彼はコンセプトを発明するのが上手。エリック・カールと比較できる作家。シンプルだが何かを子どもたちに教えられるのが強み。ボードブックではかたちを教える作品になっていた。
本が売れる様になって、表参道に貸し画廊を1ヶ月借りて展覧会をした。ある年ボローニャに来たときに笑顔を思い出す。僕の所にきたので「何か新しいアイデアがあるのかい?」と聞くと「アイデアだけじゃないよ!」と。
今僕はエージェントやってるんだ、と言うので「え?何のために?」と聞くと作家を紹介された。

Momo Takano
彼は彼女とつき合っていて結婚して子どもが三人いる。作家として独立して長野で家を建てている。ゆうすけと昨日も会ったが、むかし「僕はとても緊張している」と言っていたことがあった。

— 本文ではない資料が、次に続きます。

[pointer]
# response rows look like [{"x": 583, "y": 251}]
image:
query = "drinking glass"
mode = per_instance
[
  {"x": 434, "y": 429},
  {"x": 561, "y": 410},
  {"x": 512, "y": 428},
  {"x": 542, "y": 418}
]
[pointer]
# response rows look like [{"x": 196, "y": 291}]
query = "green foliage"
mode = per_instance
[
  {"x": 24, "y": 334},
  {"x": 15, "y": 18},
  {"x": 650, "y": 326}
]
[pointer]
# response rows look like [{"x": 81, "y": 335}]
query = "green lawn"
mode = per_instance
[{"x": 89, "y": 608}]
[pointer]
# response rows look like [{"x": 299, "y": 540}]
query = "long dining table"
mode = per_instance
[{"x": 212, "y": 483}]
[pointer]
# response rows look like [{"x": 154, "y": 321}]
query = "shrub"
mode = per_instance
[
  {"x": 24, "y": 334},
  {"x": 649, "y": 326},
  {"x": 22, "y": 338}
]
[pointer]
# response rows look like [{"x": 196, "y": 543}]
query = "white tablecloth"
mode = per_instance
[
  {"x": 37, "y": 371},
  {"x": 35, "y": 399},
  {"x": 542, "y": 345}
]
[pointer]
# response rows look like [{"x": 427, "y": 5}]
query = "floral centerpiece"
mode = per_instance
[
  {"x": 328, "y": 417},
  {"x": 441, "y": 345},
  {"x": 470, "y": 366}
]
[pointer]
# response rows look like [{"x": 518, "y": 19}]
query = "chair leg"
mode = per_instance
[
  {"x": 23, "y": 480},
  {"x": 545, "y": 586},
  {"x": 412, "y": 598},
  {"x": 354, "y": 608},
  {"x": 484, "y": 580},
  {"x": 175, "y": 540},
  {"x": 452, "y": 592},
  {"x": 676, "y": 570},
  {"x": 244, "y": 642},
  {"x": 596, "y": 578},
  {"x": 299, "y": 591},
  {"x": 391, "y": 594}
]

ゆうすけは打ち合わせに来るときは、エディトリアルな制作というより、アイデアをどのようにかたちにできるか。しかけ絵本が多いので、いまは国際的な規制があるから、それを踏まえてやらないといけない。おもちゃカテゴリに振り分けられてしまうこともある。

作家とは友情、信頼関係を築き上げていくことが重要。だからこそ批判、これはこうしたほうがいいと言える関係になれる。それがあるからこそ、彼らもわかってくれて、いっしょに良い作品をつくっていこうという関係になる。
たしろちさととはいっしょにキリマンジャロにのぼったり、よねづくんは結婚式のスピーチをしたりといった関係をつくりながら絵本をつくってきた。つくれたことに感謝している。
mineditionのスローガンは「壁の代わりに端をかけよう」(Let7s build bridges instead of walls...)。これをもとに絵本をつくったが、そのときはちょうどトランプが大統領になるときだったのでとても売れた(笑)。